Vieles lernt man zu schätzen, wenn man es nicht mehr hat. Auch Bundesaußenminister Heiko Maas scheint das so zu gehen. »Mit dem Ende des INF-Vertrags geht ein Stück Sicherheit in Europa verloren«, monierte der SPD-Politiker am Donnerstag. Dabei ist es mehr als »ein Stück Sicherheit«, was hier verloren geht: Die von der Friedensbewegung mühsam erkämpfte europäische Sicherheitsarchitektur mit institutionalisierten Rüstungskontrollen, Abrüstungsverpflichtungen und Gesprächsforen wird schrittweise demontiert. Damit droht der Rückfall in einen Zustand, der mit dem Ende des Ost-West-Konfliktes als überwunden galt: Rüstungswettläufe und atomare Bedrohung.

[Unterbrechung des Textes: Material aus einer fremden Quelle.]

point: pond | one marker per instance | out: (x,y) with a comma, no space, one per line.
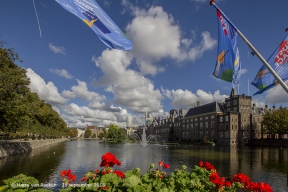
(269,165)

Wie so oft formuliert der Außenminister seine Aussagen so, als sei die Bundesregierung kein Akteur in der internationalen Politik. Denn wenn Maas sich wirklich glaubwürdig für eine atomwaffenfreie Welt einsetzen wollte, müsste er mit gutem Beispiel vorangehen und den Atomwaffenverbotsvertrag unterzeichnen. Doch seit der Wiedervereinigung balanciert die deutsche Bundesregierung zwischen dem Anspruch, eine zunehmend aktive Rolle in der Welt zu spielen und den verfassungsrechtlichen Beschränkungen, die diesem Bestreben entgegen stehen. Denn unter einer aktiven außenpolitischen Rolle versteht man im Auswärtigen Amt in erster Linie Auslandseinsätze der Bundeswehr und weniger die Vermittlung in Konflikten oder die Stärkung internationaler Abrüstungsinitiativen. Im Übrigen steht die Bundesregierung mit dieser Politik im Widerspruch zu der Mehrheit der eigenen Bevölkerung. Diese lehnt die Auslandseinsätze wie auch die Stationierung von US-Atomwaffen in Deutschland ab.